A statement accompanying the video of the beheadings was signed by the Army of Ansar al-Sunna, a group that said it had killed 12 Nepalese hostages in August. The statement said the Kurdish hostages were beheaded as "an example to others, and for us to revenge our women, children and elderly who die daily from American raids."

The decapitated bodies of the three slain Kurdish hostages had been found Wednesday on a road near the northern city of Mosul, said Sarkawt Hassan, security chief in the Kurdish town of Sulaimaniyah. He said the three were members of the peshmerga militia of the Kurdistan Democratic Party and were taken hostage as they moved vehicles to a base in northern Iraq.

Al Jazeera satellite television network aired a brief videotape showing gunmen surrounding what it said was a group of Iraqi National Guardsmen. A previously unknown organization calling itself the Brigades of Mohammed bin Abdullah threatened to kill the men unless Iraqi authorities released an aide to rebellious Shiite cleric Muqtada al-Sadr.

U.S. and Iraqi security forces arrested the aide, Hazim Araji, during a raid yesterday morning, according to local television reports. Araji is al-Sadr's spokesman in the Kadhimiya district of Baghdad.

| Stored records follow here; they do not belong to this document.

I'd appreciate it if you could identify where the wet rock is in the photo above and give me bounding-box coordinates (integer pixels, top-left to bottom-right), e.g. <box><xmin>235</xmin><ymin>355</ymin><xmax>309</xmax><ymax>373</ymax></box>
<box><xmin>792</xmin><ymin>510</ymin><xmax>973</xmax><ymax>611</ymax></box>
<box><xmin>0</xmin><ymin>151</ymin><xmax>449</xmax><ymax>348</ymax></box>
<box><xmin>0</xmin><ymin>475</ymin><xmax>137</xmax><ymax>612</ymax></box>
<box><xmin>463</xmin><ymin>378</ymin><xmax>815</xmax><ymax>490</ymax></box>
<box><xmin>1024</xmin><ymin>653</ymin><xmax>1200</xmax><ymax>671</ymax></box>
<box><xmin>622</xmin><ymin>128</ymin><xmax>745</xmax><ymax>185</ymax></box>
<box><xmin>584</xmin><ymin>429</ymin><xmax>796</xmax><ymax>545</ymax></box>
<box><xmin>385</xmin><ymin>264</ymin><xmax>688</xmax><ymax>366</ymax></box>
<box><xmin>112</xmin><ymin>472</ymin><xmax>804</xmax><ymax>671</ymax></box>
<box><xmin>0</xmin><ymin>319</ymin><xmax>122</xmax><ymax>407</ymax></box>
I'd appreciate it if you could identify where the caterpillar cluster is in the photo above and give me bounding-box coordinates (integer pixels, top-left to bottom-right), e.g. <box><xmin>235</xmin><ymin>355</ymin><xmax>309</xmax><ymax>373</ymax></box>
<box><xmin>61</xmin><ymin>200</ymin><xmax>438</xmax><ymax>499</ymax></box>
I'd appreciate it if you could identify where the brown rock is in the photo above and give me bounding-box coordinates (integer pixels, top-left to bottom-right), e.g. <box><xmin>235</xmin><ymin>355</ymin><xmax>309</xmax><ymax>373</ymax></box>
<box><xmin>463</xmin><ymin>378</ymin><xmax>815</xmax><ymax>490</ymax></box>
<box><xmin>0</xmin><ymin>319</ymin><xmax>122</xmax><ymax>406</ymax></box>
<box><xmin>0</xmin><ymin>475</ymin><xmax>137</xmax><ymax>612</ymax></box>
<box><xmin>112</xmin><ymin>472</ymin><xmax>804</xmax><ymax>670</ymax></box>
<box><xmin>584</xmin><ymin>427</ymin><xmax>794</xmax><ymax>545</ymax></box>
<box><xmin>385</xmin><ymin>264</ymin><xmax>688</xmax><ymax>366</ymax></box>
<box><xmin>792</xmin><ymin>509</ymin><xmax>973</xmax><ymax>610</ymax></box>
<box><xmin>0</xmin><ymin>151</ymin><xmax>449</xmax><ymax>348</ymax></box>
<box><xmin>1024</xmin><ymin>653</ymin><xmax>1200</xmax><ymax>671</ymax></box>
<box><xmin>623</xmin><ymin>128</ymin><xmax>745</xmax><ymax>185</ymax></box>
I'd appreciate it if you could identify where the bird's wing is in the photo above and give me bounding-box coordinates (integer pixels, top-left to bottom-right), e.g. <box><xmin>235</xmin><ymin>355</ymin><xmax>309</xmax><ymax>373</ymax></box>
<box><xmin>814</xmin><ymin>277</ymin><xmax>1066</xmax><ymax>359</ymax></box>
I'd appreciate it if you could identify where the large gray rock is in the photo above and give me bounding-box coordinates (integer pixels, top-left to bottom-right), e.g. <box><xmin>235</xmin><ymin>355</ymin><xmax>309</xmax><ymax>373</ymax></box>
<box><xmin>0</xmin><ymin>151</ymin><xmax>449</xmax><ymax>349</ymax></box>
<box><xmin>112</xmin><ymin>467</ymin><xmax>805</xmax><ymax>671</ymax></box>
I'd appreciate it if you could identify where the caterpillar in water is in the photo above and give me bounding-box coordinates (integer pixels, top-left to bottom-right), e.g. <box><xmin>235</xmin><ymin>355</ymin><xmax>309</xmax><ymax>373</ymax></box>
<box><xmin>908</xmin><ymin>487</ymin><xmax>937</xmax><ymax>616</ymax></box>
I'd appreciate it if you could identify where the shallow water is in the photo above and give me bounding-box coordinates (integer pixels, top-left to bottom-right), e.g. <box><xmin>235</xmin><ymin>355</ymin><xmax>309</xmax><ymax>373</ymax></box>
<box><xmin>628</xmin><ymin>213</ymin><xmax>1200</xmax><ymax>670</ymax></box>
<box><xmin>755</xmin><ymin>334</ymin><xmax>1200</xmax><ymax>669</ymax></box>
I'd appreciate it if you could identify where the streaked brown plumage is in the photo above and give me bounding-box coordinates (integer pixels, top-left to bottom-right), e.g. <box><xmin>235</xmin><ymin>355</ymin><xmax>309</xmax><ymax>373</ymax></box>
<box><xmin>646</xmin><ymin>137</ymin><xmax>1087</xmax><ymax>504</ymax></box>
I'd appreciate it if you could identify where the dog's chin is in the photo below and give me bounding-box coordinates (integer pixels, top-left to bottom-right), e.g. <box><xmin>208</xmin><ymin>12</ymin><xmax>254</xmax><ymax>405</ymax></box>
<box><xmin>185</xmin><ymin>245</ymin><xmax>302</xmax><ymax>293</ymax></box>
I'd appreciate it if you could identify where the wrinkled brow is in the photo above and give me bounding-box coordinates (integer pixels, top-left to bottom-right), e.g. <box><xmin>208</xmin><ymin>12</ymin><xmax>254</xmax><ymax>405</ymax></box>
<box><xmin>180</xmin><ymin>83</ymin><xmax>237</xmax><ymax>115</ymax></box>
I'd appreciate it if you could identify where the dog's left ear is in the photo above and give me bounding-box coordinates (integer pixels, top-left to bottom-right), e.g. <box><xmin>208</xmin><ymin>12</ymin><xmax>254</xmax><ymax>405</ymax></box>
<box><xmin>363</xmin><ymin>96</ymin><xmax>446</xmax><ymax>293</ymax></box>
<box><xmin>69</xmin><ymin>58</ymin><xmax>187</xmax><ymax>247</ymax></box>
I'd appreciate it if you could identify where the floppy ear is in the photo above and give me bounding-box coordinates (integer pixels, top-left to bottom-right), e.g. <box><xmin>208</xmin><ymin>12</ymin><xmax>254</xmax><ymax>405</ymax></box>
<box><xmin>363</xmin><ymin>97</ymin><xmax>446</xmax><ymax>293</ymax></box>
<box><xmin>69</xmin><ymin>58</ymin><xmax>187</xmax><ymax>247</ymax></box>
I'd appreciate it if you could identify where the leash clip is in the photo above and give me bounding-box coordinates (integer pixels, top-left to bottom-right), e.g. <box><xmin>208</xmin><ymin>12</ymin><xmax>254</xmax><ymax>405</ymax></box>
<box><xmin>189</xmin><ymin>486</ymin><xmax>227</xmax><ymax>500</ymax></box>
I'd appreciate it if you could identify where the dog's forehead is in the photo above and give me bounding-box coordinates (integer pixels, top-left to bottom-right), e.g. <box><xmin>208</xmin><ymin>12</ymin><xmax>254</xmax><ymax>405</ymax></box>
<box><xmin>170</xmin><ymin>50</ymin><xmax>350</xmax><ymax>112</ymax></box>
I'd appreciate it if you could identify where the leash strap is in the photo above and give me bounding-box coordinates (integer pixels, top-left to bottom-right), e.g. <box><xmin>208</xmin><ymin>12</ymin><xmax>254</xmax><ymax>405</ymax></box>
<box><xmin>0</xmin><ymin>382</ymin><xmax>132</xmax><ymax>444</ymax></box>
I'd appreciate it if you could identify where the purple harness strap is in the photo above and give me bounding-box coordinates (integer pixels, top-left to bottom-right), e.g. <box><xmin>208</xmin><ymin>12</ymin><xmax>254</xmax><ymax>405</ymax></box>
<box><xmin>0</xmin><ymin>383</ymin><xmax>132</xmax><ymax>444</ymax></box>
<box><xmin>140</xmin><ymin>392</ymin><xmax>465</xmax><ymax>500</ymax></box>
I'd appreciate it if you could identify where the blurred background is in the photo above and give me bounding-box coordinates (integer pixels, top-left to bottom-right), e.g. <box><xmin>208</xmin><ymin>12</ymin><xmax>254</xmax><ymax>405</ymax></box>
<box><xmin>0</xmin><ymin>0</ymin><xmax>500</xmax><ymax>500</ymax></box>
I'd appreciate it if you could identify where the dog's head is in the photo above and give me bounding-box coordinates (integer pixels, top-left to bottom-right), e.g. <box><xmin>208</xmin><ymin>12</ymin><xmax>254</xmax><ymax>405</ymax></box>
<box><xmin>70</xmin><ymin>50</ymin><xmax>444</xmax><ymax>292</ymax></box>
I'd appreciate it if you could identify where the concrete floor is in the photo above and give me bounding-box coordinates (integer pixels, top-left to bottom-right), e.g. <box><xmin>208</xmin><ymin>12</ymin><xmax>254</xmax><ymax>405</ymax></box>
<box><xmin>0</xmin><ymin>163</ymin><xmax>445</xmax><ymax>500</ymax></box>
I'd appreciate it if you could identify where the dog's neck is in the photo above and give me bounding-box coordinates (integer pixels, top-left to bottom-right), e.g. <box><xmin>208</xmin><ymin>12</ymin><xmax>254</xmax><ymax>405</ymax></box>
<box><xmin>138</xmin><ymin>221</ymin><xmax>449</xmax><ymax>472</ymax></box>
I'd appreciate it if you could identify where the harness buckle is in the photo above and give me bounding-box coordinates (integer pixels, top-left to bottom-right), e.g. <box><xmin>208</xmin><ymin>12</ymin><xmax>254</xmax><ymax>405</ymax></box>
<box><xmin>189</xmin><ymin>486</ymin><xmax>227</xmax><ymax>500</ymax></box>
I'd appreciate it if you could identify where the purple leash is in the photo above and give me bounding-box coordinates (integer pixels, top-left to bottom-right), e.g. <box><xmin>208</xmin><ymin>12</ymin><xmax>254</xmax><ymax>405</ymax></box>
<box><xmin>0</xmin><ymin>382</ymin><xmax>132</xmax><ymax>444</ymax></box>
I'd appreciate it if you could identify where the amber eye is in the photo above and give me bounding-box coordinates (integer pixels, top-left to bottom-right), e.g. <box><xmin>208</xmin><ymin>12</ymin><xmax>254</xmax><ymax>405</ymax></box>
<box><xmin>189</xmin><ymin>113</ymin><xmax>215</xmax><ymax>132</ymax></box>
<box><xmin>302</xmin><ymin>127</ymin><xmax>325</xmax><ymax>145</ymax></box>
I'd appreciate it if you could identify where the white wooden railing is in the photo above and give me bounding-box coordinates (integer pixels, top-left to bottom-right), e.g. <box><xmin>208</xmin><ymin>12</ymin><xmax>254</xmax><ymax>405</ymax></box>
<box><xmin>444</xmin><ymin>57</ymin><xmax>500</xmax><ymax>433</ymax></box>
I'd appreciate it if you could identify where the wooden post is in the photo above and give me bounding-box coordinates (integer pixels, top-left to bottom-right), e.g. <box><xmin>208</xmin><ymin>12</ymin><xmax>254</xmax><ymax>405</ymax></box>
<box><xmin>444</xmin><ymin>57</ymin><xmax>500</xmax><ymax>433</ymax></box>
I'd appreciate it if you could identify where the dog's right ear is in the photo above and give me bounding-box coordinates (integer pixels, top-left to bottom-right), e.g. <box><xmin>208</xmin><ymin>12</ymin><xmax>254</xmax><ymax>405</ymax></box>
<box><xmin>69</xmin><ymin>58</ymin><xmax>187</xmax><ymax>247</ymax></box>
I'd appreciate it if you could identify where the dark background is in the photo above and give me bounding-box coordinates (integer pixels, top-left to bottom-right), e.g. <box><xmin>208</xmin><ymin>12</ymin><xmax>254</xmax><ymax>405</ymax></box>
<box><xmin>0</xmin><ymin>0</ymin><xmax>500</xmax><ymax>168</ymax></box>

The kidnappings have added yet another macabre dimension to the escalating violence across Iraq. Among hostages still held are two U.S. contractors, Jack Hensley and Eugene "Jack" Armstrong, who were kidnapped Thursday in Baghdad along with a British engineer.

On Saturday, an organization linked to a Jordanian-born militant, Abu Musab al-Zarqawi, threatened to kill the three within 48 hours unless all Muslim women held at the Abu Ghraib prison near Baghdad and at another prison in the southern city of Umm Qasr were released. Both the Iraqi government and the U.S. military said there are no women held at those two sites.

The Iraqi minister of foreign affairs, Hoshyar Zebari, who was in London with interim Prime Minister Ayad Allawi, told BBC television: "Really, our policy is not to negotiate with the terrorists."